Autor de un tiempo impresionante en la Q2 en Montreal, Isack Hadjar tuvo que conformarse con la séptima posición en la parrilla de salida del Gran Premio de Canadá, justo detrás de su compañero Max Verstappen. Después de un sprint arruinado por un fallo de motor, el joven francés no ocultó su enfado consigo mismo al final de la Q3.
Una vuelta antológica para Hadjar en la Q2
Isack Hadjar vivió todas las emociones en el circuito Gilles-Villeneuve. Tras la frustración de la carrera sprint, donde un problema de motor le obligó a quedar último, el piloto de Red Bull levantó cabeza en la clasificación, marcando el mejor tiempo en la Q2.

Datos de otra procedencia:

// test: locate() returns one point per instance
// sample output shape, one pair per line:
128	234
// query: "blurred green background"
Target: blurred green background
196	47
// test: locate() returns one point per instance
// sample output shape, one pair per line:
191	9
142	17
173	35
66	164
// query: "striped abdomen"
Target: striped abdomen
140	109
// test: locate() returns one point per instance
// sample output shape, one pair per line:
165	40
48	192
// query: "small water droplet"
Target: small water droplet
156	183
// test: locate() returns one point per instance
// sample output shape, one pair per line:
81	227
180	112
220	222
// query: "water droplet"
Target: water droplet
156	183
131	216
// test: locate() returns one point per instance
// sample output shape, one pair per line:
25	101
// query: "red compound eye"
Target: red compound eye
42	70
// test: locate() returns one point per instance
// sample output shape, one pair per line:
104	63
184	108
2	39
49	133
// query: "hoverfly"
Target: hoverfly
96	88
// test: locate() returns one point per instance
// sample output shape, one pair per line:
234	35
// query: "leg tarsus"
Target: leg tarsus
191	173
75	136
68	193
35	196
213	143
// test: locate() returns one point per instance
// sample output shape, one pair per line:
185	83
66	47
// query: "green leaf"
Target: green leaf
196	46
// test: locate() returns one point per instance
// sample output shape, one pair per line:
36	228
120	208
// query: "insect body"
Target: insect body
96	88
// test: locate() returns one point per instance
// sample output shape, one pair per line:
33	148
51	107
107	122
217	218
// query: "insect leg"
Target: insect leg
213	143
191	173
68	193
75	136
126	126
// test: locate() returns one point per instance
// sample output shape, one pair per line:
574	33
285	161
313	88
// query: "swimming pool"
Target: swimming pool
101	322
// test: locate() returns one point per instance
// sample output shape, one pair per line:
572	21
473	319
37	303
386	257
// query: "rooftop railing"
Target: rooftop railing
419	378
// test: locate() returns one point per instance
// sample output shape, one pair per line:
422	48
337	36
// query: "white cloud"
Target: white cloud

Lamentablemente, el resultado del tercer trimestre no estuvo a la altura de sus expectativas. Incapaz de repetir su hazaña en los momentos finales, los Habs tuvieron que admitir la derrota y terminaron en un decepcionante séptimo lugar detrás de su compañero Max Verstappen, sexto. Un resultado que provocó una autocrítica particularmente mordaz por parte del principal interesado frente al micrófono de Canal+.
«Hice una mala vuelta, se queja. Estoy muy enfadado porque en la Q1 y la Q2 hice un muy buen trabajo, pero no hice el trabajo en la Q3. Estoy disgustado porque teníamos un coche realmente bueno. Había una buena oportunidad de jugar y al final me encontré séptimo. El equipo hizo un gran trabajo, señalamos lo que estaba mal. No lo hicimos».
Un Gran Premio bajo el signo de la lluvia en Canadá
Pero no hay que tirarlo todo, ya que el diseño canadiense se adapta a las características técnicas del RB22. Sin embargo, las lluvias que amenazan a Montreal podrían arruinar la fiesta.
«Sabemos que en pistas como estas somos bastante buenos. Mónaco también debería estar bien, pero todavía tenemos algunos problemas que resolver».